Earlier in March, a research team in China had suggested that children may have less ACE2 receptors (the cell surface receptor that the COVID-19 causing virus uses to enter healthy cells) or they may already have antiviral antibodies due to the more frequent occurrence of common cold or flu.
Now, a group of researchers at the Yale University and Albert Einstein College of Medicine, USA claim that the immune system of children reacts differently to COVID-19 than an adult's, which is why they experience milder disease and are less likely to die of it.
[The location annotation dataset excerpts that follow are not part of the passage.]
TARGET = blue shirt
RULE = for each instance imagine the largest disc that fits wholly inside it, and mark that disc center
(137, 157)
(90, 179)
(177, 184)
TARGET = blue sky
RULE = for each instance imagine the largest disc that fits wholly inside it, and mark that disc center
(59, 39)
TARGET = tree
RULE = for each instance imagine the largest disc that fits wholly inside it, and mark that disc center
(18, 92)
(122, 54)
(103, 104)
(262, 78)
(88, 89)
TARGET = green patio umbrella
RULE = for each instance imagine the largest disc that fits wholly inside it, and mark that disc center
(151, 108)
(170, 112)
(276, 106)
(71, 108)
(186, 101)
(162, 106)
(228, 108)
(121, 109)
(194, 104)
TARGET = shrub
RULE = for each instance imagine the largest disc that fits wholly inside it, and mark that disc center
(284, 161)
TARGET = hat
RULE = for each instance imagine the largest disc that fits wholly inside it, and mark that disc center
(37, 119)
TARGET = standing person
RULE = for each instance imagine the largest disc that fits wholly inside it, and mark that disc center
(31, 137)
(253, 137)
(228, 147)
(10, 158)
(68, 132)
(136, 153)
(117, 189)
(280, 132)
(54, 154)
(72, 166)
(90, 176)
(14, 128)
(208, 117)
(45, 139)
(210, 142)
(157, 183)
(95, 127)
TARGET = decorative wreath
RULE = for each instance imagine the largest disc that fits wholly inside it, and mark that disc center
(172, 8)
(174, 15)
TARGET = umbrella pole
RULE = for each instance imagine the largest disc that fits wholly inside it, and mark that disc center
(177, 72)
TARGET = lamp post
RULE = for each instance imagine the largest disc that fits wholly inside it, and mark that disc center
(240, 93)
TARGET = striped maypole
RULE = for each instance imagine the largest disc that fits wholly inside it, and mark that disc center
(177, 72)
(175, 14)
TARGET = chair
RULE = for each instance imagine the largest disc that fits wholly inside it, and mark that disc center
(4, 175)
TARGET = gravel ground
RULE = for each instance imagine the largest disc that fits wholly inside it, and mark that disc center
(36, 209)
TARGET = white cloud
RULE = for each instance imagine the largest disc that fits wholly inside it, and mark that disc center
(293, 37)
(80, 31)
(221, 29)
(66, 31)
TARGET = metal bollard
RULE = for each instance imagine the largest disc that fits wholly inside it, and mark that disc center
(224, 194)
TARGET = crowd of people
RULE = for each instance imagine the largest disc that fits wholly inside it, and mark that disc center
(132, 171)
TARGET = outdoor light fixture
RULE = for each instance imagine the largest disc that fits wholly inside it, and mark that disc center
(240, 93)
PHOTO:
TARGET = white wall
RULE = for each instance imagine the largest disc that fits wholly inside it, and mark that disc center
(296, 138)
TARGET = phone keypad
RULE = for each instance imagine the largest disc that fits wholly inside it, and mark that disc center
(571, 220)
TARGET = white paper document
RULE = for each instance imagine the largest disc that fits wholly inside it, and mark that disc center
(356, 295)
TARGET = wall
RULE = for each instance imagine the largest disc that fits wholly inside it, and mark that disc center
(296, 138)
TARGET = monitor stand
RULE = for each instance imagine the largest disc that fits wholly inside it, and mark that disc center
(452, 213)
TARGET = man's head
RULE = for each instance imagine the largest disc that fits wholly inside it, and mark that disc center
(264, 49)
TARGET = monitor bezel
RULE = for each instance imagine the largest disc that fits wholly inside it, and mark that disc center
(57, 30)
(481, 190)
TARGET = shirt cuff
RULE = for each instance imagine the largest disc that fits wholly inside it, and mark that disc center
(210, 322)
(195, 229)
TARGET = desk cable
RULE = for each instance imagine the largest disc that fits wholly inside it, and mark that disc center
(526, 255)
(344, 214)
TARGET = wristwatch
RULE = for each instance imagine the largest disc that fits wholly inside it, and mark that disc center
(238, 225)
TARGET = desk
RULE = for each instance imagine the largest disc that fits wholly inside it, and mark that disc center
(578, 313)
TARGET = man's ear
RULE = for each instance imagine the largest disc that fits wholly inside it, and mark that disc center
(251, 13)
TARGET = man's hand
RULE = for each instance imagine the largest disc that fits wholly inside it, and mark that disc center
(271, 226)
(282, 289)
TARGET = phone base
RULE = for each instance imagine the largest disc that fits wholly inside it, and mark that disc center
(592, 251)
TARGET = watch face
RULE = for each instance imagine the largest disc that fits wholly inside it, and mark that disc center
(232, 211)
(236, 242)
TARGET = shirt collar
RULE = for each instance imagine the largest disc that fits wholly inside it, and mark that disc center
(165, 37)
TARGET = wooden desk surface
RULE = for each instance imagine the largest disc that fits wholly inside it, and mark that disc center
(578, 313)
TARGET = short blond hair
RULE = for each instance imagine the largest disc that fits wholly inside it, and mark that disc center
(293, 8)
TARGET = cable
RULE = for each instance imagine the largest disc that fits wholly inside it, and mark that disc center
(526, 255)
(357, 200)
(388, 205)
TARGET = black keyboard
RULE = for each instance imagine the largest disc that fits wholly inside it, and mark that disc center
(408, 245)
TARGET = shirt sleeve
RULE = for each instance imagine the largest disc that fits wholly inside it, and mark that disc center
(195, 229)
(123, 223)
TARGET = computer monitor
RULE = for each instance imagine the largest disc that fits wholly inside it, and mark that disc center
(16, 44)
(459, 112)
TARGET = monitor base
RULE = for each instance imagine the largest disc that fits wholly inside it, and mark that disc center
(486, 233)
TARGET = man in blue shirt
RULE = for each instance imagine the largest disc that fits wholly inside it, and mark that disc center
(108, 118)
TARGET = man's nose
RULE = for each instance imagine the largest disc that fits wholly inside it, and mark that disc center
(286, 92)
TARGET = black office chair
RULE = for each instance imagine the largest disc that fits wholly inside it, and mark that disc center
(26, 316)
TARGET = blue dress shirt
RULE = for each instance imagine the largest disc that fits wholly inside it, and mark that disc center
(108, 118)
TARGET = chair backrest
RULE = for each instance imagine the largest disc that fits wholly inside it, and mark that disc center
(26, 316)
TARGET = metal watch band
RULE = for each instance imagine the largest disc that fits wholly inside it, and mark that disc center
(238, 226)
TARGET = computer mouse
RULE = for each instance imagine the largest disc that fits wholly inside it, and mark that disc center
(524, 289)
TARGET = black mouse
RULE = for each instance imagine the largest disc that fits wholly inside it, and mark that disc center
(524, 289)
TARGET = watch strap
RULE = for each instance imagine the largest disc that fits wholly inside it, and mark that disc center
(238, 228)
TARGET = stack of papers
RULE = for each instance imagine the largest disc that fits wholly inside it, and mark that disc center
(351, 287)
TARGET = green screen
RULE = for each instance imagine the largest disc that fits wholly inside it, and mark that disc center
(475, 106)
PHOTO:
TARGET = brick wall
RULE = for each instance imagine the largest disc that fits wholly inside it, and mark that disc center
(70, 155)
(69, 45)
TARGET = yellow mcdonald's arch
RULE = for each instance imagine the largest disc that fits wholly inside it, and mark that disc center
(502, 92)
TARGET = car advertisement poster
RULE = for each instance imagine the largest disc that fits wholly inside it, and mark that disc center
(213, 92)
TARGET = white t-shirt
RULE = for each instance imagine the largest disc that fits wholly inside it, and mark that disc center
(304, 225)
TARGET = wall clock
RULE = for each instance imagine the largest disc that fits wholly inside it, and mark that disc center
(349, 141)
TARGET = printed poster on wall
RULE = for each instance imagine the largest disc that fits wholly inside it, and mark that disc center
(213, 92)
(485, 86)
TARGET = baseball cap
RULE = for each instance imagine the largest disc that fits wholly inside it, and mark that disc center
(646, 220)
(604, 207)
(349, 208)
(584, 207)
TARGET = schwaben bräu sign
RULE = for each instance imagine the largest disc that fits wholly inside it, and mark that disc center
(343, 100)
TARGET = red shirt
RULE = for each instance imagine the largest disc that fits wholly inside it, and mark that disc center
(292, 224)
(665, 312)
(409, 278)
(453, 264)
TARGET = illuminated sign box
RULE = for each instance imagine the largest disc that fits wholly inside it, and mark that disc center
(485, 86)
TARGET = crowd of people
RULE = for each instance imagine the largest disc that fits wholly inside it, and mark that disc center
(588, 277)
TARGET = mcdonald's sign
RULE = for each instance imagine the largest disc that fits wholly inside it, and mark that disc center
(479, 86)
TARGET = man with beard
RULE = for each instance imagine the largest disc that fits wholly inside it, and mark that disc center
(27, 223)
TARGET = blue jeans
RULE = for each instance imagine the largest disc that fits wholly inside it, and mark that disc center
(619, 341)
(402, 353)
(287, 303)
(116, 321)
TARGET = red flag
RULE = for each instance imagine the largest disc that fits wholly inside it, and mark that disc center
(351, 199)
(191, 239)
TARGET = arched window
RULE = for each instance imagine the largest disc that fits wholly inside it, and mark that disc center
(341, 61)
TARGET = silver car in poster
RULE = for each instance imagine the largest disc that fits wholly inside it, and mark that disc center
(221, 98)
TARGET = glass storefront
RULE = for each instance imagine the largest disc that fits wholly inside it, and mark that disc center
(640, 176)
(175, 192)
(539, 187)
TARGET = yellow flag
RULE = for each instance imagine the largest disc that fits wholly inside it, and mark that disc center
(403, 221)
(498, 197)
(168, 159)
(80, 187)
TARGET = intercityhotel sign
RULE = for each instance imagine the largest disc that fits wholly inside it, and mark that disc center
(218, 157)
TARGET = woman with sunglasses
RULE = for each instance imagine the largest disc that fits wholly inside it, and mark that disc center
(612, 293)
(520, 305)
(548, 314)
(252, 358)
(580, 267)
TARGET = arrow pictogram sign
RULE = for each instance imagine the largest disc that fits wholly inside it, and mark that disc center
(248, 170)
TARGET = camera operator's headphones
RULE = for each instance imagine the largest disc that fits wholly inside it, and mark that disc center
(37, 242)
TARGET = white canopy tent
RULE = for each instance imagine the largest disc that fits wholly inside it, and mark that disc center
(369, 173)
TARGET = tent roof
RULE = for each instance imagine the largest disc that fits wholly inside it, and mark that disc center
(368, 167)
The study was published in the journal Science Translational Medicine.
COVID-19 in children
For the study, the researchers compared the immune response of 65 children and 60 adult COVID-19 patients admitted at a metropolitan hospital system in New York City. The pediatric patients also included those with MIS-C.
Apart from a low mortality rate, most children had a comparatively shorter hospital stay than adults and lesser need for mechanical ventilation.
Previous studies on SARS-CoV-1, a coronavirus closely related to SARS-CoV-2 and the causative agent of SARS (severe acute respiratory syndrome), have shown that people who succumbed to disease had higher concentrations of some pro-inflammatory cytokines and chemokines including IL-6 and IL-8. Interestingly, these patients also had a comparatively higher number of neutralising antibodies against the SARS-CoV-1 than those who survived.
The latest study was done to check if something similar was happening in COVID-19 patients.
Difference in immune response
While studying the serum samples of the patients, the researchers found that two molecules including interleukin 17A (IL-17A) and IFN-gamma, which mobilise immune responses in early infection and combat viral replication respectively, were found in high amounts in younger patients.
On the other hand, adults had more neutralising antibodies, immune system proteins which identify and target specific pathogens/antigens.
IL-17A and IFN-gamma are a part of the innate immune system, non-specific immunity which we are born with and that comes into action early during infection. Antibodies are a part of the adaptive (the one we acquire after getting an infection) immune response.
Children with MIS-C had high levels of IL-17A and IFN-gamma but they also had some other markers of severe disease that are seen in adults. Nonetheless, even these children did not suffer severe lung damage.
The difference in IL-17A levels in children and adults was more prominent after excluding the MIS-C group who were hospitalised in a later stage of the disease.
In a news release by Yale University, the authors of the study suggested that boosting certain types of immune responses may be beneficial in the treatment of the disease.